As for the Asus P8H77-M Pro, it's a compact MicroATX board that costs £90 in the UK and $130 in the US, and is nevertheless pretty generously specified, especially when it comes to graphics and video outputs. In that context, it doesn't really compete with Z77-based boards. Instead, the competition is the older generation of H67 efforts, including the Sapphire Pure Platinum H67 and Gigabyte H67MA-UD2H.
The best way to understand the new H77 chipset, and therefore the Asus P8H77-M Pro, is as a direct replacement for the previous generation of H67 motherboards.
Up to a point, everything is as you'd expect. Just like the H67, the H77's feature set certainly packs plenty of multimedia prowess. The Asus P8H77-M Pro adds a few of its own flourishes, too.
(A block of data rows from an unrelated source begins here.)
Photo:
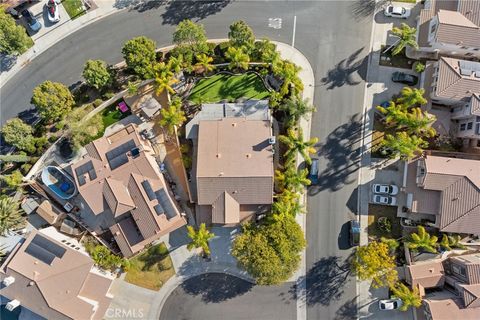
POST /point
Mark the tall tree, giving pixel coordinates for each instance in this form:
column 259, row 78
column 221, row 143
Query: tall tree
column 412, row 97
column 139, row 54
column 374, row 262
column 53, row 100
column 410, row 298
column 173, row 116
column 10, row 216
column 199, row 238
column 422, row 240
column 19, row 134
column 14, row 39
column 295, row 142
column 97, row 74
column 407, row 38
column 238, row 58
column 241, row 36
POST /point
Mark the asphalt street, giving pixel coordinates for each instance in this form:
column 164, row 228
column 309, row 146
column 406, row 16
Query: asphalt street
column 333, row 35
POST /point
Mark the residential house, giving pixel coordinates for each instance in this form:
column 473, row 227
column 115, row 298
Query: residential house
column 122, row 190
column 454, row 86
column 445, row 191
column 234, row 162
column 450, row 288
column 449, row 27
column 54, row 280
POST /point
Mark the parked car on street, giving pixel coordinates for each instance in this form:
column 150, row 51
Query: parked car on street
column 405, row 78
column 390, row 304
column 397, row 12
column 32, row 22
column 313, row 172
column 354, row 233
column 385, row 200
column 385, row 188
column 53, row 12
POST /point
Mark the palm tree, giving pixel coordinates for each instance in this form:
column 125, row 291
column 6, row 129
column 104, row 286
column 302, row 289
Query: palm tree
column 199, row 238
column 410, row 298
column 10, row 216
column 238, row 58
column 173, row 116
column 407, row 38
column 423, row 240
column 204, row 63
column 411, row 97
column 291, row 179
column 295, row 143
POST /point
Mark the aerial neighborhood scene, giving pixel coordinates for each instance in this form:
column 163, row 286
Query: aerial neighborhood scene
column 247, row 159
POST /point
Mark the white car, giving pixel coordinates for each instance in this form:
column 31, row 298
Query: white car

But as ever with Intel's platforms, there are some frankly pretty arbitrary product differentiation measures to get your head around.
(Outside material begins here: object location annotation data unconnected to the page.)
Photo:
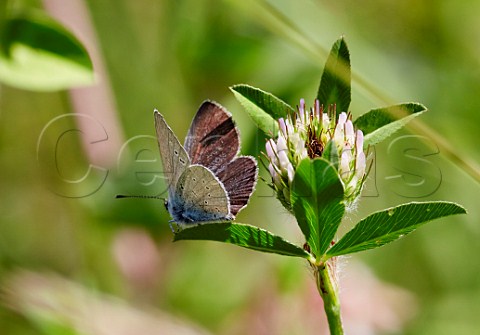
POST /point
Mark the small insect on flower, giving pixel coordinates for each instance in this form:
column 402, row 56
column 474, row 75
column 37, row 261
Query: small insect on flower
column 312, row 133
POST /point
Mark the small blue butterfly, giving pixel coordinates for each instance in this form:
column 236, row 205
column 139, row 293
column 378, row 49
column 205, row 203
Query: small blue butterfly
column 207, row 180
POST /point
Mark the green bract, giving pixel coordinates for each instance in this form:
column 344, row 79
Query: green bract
column 317, row 164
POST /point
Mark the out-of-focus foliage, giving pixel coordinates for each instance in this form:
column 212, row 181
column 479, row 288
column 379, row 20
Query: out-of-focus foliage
column 174, row 54
column 39, row 54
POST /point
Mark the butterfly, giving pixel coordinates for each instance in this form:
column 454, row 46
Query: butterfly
column 207, row 180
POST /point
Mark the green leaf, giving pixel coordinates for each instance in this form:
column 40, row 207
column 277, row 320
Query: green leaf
column 263, row 107
column 39, row 54
column 378, row 124
column 335, row 83
column 390, row 224
column 243, row 235
column 317, row 201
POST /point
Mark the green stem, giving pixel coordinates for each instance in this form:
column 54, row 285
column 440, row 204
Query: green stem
column 331, row 301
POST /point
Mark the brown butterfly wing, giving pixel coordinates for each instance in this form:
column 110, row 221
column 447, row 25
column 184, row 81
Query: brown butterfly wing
column 212, row 140
column 239, row 178
column 174, row 158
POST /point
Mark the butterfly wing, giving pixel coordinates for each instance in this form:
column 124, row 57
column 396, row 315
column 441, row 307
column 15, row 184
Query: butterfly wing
column 212, row 140
column 239, row 179
column 199, row 196
column 174, row 157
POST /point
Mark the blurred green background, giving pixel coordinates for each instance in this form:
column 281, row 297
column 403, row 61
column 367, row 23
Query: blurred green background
column 115, row 256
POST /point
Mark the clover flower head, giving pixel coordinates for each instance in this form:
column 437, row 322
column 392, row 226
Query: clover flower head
column 312, row 133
It's all about which of the key Intel 7 Series features are offered by each of the new chipsets. The Z77 is the easiest to pin down, because it gets everything. For the H77, there are ticks next to the boxes for processor graphics support, SSD caching and USB 3.0, but a big fat cross next to CPU overclocking. You can't increase the CPU multiplier setting.
Exactly how much that matters is somewhat subjective. But generally speaking, we don't much care for artificial limitations. It wouldn't cost Intel a penny to turn on overclocking for the H77, but that would make it harder for Intel to charge extra for the Z77. So it goes.
Still, whatever your attitude is to Intel's tactics here, one thing is for sure. There's no point paying extra for a K Series processor with an unlocked multiplier if you're going with an H77 board. You simply won't be able to overclock it in any meaningful sense.
It's also worth noting that the H77 supports Lucid Virtu MVP and therefore using both discrete graphics and Intel's integrated GPU in parallel. The main benefit of this is enabling access to the Quick Sync video transcode engine inside Intel's HD Graphics core.
For the Asus P8H77-M Pro's part, it has the home theatre thing pretty nicely covered, thanks to a full compliment of video-out ports including VGA, DVI, HDMI and DisplayPort. The latter enables you to achieve desktop resolutions of up to 2,560 x 1,600. If nothing else, that gives you plenty of options as a temporary backup should your discrete graphics card bomb out.